Fast Deployments with Docker

April 14, 2017

A couple of weeks ago I did an overall upgrade of my server and moved this jekyll blog from Heroku’s servers over to my own dedicated machine. During this process I also gave my blog an overhaul and added SSL encryption and made it more efficient by minimizing more resources and adhering to Google’s PageSpeed Best Practices.

Simpliyfing Deployments with Docker

docker

The new setup is based on the awesome dokku, a docker-powered Platform as a Service (PaaS). Coming from the heroku platform it now allows me to quickly deploy changes of my webpage and host it on my own machine. Furthermore I can run multiple different applications that are isolated from each other (anagram, screen, sudoku). But Docker can provide even more benefits:

Rapid application deployment – containers include the minimal runtime requirements of the application, reducing their size and allowing them to be deployed quickly.
Portability across machines – an application and all its dependencies can be bundled into a single container that is independent from the host version of Linux kernel, platform distribution, or deployment model. This container can be transfered to another machine that runs Docker, and executed there without compatibility issues.
Version control and component reuse – you can track successive versions of a container, inspect differences, or roll-back to previous versions. Containers reuse components from the preceding layers, which makes them noticeably lightweight.
Sharing – you can use a remote repository to share your container with others.

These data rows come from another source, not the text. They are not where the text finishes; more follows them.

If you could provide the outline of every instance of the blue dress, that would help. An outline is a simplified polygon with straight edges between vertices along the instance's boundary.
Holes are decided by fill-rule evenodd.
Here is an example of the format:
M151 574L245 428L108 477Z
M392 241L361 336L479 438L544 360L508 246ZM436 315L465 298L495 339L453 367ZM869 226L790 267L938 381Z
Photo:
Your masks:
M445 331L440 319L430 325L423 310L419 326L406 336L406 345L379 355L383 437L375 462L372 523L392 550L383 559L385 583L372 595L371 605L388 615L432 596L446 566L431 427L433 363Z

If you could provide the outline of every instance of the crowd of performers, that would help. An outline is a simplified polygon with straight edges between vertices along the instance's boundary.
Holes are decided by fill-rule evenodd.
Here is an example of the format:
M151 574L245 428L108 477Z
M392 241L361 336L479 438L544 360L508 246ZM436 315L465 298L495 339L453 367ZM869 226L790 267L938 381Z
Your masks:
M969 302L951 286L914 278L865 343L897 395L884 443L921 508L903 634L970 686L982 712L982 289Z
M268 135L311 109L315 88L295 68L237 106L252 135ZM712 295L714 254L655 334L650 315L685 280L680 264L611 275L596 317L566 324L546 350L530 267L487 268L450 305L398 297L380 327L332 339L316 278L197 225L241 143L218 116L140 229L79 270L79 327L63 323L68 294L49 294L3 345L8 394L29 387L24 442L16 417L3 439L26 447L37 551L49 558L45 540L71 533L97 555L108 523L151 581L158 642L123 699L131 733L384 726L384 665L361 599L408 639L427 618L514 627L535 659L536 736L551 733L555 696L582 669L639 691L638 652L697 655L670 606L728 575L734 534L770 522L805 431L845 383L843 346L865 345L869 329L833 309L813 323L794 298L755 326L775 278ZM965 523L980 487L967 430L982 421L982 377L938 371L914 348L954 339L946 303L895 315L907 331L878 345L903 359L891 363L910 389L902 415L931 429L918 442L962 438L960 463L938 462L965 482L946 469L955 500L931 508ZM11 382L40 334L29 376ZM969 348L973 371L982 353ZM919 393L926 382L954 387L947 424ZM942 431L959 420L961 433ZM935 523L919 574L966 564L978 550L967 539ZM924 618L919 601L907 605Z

Red Hat provides a registry for this purpose, and it is also possible to configure your own private repository.
Lightweight footprint and minimal overhead – Docker images are typically very small, which facilitates rapid delivery and reduces the time to deploy new application containers.
Simplified maintenance – Docker reduces effort and risk of problems with application dependencies.

To setup an application with dokku I just had to create a simple Dockerfile. It is based of the official ruby image and adds node and yarn to the mix.

FROM ruby

... # install node.js and yarn (see https://github.com/nodejs/docker-node/blob/a82c9dcd3f85ff8055f56c53e6d8f31c5ae28ed7/7.9/Dockerfile)

Afterwards I install all dependencies through yarn, gem and bower.

ADD . /app
WORKDIR /app

RUN yarn global add node-gyp
RUN yarn install
RUN bundle install
RUN yarn run bower
RUN yarn run gulp

Finally I can build the site with the jekyll command.

ENV JEKYLL_ENV production
RUN bundle exec jekyll build

EXPOSE 5000
CMD ["bundle","exec","unicorn","-p","5000","-c","./unicorn.rb"]

Docker Caching Issues

One major issue I encountered was that changes often took a while to be pushed. Each time I change any small file, e.g. correct a typo on a blog post, docker would reinstall the entire blog with its dependencies. Usually Docker is smart about this and keeps a cache of the different parts of the Dockerfile. But if you added something to the docker context and something changes docker has to restart from there. Since I added my complete project folder at once, any change, as small as it might be, always triggered a complete rebuild of my application.

Dependency Jungle

The steps of the process that took the most time where the dependency installations. For my blog I use three different commands that take a longer time to execute:

The ruby gem command
The node.js yarn package manager
The bower tool for html components

Ideally I still would like to test my blog under the same conditions as on the server. If I would have to reinstall all dependencies everytim I make a minor change that would slow me down drastically. So what do we do about this?

Solution

To ensure that dependencies are only reinstalled when the corresponding configuration changes we have to selectively add the files to the docker image.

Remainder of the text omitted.